| > To me it looks like Nix is firmly headed in the direction of a yet another tool with a very good idea whose authors don't want to make it more usable and thus it remained a niche curiosity for people with too much free time. What gives you the indication things are headed in the wrong way? I think things are heading in the right direction. The last year has seen nix flakes release to the stable nix version. Flakes are a big UX improvement to Nix. The last few releases of nix have added improved support for debugging nix code. (Poor debugging UX was highlighted as a major pain point). Efforts from major contributors are acknowledging the importance of improving documentation. - From the latest community survey, the steep learning curve and poor onboarding experience was noted as a major pain point. etc. > even looks down on busy programmers who want to memorize a few shorthands and move on Ehhh. I don't think it's fair to say "vim is a bad tool because it requires learning to get used to it". -- Fortunately, developers aren't stuck between nano and vi, they've got highly accessible tools like VSCode.. or on the command line, even micro https://github.com/zyedidia/micro |
Because it started swinging in the direction of "you are not the target audience" while at the same time raving about how it's the solution to the software packaging and distribution problems -- which, pardon if mistaken, are very ambitious and big goals that affect VERY different groups of people.
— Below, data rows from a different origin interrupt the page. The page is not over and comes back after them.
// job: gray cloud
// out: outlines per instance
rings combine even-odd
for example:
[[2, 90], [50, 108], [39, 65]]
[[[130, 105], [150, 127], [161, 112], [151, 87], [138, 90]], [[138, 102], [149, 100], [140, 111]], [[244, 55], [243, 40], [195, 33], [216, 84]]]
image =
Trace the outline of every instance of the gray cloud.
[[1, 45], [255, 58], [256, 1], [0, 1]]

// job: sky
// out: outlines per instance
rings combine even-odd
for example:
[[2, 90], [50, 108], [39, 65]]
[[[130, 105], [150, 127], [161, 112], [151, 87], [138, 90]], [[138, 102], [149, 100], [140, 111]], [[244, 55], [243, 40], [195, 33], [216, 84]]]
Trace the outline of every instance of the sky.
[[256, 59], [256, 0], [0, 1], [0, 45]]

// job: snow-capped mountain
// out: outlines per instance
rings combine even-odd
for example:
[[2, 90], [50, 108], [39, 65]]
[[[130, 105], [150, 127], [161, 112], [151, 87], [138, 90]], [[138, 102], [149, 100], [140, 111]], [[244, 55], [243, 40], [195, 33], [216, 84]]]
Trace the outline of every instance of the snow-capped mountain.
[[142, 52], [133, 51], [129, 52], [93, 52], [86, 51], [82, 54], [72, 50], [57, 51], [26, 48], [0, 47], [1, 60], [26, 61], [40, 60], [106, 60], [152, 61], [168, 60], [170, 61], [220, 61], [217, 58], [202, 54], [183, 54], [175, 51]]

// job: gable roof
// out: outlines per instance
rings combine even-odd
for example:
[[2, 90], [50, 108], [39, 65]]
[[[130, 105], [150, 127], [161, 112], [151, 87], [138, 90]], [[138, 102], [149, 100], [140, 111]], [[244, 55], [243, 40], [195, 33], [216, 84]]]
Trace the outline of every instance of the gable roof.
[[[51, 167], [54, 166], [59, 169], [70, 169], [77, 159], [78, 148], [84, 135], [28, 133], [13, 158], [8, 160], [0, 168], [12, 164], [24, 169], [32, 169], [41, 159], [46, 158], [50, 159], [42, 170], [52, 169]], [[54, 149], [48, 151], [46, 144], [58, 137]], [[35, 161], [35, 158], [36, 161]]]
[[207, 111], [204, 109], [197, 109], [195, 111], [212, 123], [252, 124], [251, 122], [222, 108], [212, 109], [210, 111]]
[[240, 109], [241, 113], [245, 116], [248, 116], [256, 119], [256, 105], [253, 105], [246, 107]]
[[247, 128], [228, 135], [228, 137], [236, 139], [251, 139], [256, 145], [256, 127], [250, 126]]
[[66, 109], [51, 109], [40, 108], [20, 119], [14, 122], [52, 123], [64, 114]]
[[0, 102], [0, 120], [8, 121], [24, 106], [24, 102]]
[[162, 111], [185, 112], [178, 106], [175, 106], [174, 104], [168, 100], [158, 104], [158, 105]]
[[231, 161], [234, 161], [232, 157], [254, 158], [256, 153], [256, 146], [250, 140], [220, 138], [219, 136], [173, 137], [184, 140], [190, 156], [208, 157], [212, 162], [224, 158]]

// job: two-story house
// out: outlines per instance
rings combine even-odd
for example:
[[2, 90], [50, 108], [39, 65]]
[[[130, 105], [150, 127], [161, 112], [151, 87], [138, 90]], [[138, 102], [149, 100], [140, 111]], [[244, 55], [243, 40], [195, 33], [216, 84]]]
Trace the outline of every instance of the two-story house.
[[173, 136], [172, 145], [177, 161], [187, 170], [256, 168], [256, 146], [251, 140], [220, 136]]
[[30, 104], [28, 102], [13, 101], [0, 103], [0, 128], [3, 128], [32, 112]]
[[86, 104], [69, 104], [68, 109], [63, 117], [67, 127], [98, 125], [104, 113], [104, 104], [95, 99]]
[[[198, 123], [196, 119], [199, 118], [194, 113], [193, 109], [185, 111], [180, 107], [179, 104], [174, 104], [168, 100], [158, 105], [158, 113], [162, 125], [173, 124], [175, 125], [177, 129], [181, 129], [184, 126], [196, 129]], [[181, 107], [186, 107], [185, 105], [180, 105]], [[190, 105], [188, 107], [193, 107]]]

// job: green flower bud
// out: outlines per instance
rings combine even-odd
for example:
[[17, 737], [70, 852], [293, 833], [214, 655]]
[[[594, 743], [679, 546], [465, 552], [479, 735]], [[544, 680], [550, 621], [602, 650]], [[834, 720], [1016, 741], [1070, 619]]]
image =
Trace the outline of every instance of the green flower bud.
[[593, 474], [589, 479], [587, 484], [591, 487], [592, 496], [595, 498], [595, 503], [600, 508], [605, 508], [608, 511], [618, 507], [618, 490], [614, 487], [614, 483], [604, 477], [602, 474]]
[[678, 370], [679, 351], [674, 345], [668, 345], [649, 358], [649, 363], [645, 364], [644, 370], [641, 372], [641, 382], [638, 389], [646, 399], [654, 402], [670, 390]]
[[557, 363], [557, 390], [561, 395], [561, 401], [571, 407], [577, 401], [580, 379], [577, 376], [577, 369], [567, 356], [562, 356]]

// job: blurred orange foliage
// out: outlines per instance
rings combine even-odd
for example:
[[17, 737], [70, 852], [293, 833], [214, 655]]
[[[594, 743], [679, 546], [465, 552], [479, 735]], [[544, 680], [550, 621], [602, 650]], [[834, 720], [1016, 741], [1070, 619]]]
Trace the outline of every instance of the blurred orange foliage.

Telling any of them "it's not made for you" is not doing their cause any favors.
One example: documentation and onboarding. A good amount of guides, both official and out there, still use the old-ish syntax while `nix <subcommand>` has been a thing for a while now.
...Also "flakes", "pills", really? Can we finally grow up and start using proper terminology? The cutesy jargon must go. Forever. This is not a kids game and not a hobby project anymore. You're writing software with extremely ambitious goals. Show some professionalism. I can close my eyes on that and have done so many times but I've personally known a good amount of engineering leaders that would deny usage of software on that basis alone.
Nix got to a part of its lifetime where marketing and onboarding have to be heavily prioritized and its community doesn't seem very keen on it. That dooms it to obscurity from where I am standing because I am one of those programmers that visit the website and are like: "What is this? Oh, that. How do we start? Like so? Cool. Oh... an error on the second command, seriously? OK, OK, let's just Google it -- huh, nothing. Yeah, frak that, bye".
The above has to be mercilessly chased and resolved at every occasion, aggressively. If not, Nix is going to be the next Snap / Flatpak.
And I really want to make it super clear if you're still with me: I want Nix to succeed. For now though I view it as a nascent tool that still has long ways to go. And I really wish they started learning from the mistakes of Git (confusing CLI, big docs that don't help one get onboarded quickly). But so far it's not looking good on these points.
Admittedly I last checked it out 7-ish months ago. I'll try checking it out every 3 months or so from now on. And I hope I am wrong.